Die Landesligapartie zwischen dem TuS Recke und dem SC Greven 09 stand bis zum Schluss auf des Messers Schneide. Eine große Portion Glück war nötig, um aus Sicht der Grevenerinnen am Ende doch noch beide Punkte mit Heim zu nehmen.

Dienstag, 10.03.2020, 12:44 Uhr aktualisiert: 10.03.2020, 14:02 Uhr
Ihr Tor rettete dem SC Greven 09 im Spiel beim TuS Recke doch noch den Sieg: Pia Haxter.
Ihr Tor rettete dem SC Greven 09 im Spiel beim TuS Recke doch noch den Sieg: Pia Haxter. Foto: Heidrun Riese

Extrem spannend machten es die Landesliga-Handballerinnen des SC Greven 09 am Samstagabend beim TuS Recke. Mit viel Glück holten sie in der Auswärtspartie, die fast die ganze Zeit über ein Kopf-an-Kopf-Rennen war, einen knappen 28:27 (15:13)-Sieg.

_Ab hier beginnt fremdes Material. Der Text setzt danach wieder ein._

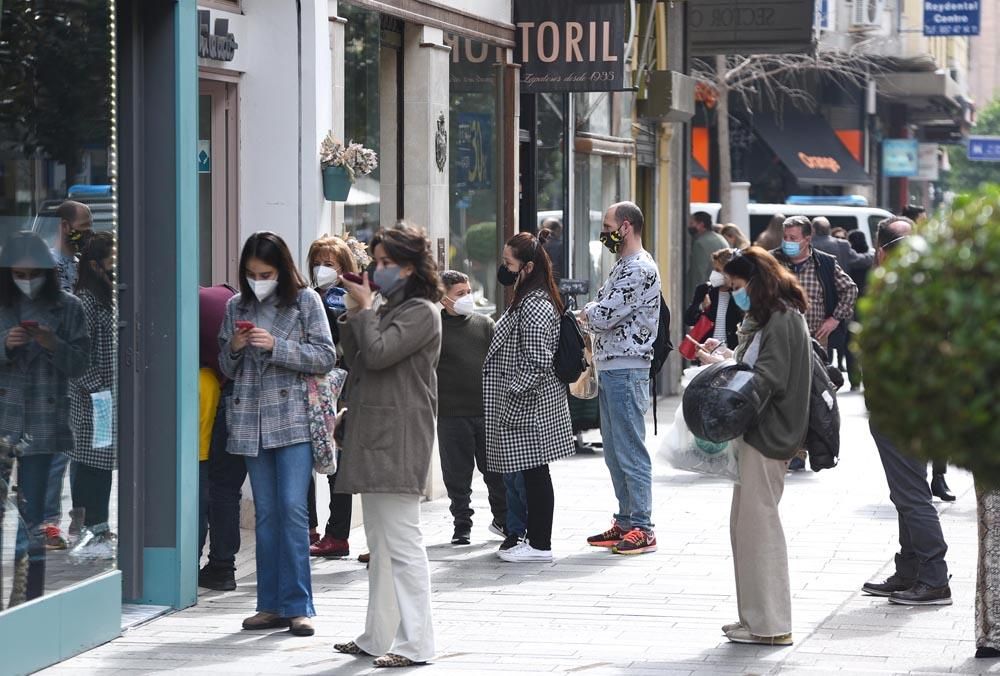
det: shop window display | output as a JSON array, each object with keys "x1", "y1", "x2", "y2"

„Wenn wir das Spiel verloren hätten, dann hätte ich gesagt, dass wir uns selbst geschlagen haben“, erklärte Trainer Bogdan Oana, dass die Schwierigkeiten seiner Mannschaft vor allem in den eigenen Reihen lagen. „In den psychologischen Momenten haben wir verpasst, die Tore zu machen, durch die wir uns weiter hätten distanzieren können. Und durch Dummheiten in der Abwehr haben wir zu viele einfache Gegentreffer zugelassen.“

Greven läuft Rückstand hinterher

So lief der Tabellenachte gleich zu Beginn einem Rückstand hinterher. Erst mit dem 6:5 (12.) erzielten die 09-Damen ihre erste Führung. Direkt im Anschluss kassierten sie zwar das 6:6 (13.), es sollte in der ersten Halbzeit aber der letzte Ausgleich sein. Bis auf 13:8 (23.) setzten sich die Grevenerinnen dann ab, es war ihr weitester Vorsprung im ganzen Spiel. Noch vor der Pause ließen sie das Heimteam auf 15:13 (30.) herankommen.

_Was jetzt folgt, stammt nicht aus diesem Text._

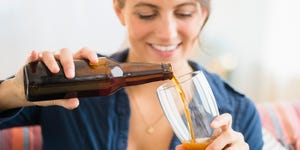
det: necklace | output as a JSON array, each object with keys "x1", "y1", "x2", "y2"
[{"x1": 131, "y1": 90, "x2": 164, "y2": 134}]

Nach dem Seitenwechsel hielten sich die 09-Damen leicht über Wasser, bekamen aber immer wieder Ausgleichstreffer eingeschenkt.

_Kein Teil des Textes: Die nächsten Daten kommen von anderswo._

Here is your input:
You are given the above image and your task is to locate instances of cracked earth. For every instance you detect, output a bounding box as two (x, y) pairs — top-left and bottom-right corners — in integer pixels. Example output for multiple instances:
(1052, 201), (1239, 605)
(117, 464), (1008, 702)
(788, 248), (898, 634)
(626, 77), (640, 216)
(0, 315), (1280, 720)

Pia Haxter entscheidet die Partie

Seine beste Phase im zweiten Durchgang hatte das 09-Team, als es auf 23:20 (42.) davonzog - mit starken Paraden von Lenja Noetzel und schönen Toren im Angriff. „Dann haben wir wieder angefangen, unsere Chancen zu vergeben, und der Gegner ist erneut herangekommen“, berichtete Oana. Dass es eine Grevenerin war, nämlich Pia Haxter, die zum 28:27-Endstand traf, war nach Ansicht des Trainers pures Glück. „Wir hätten das Spiel genauso gut verlieren können.“ Dabei konnte er seinen Schützlingen aber keinen mangelnden Einsatz vorwerfen. „Sie haben alles gegeben, sind am Ende auf dem Zahnfleisch gelaufen - und haben trotzdem noch das eine Tor mehr gemacht als der Gegner.“

SC Greven 09: L. und I. Noetzel - Hufelschulte (12/8), Haxter (3), Lamboury (3), Langkamp (3), Mikowsky (2), Hübenthal (2), Budde (2), Everwin (1), Lake, Schwitte.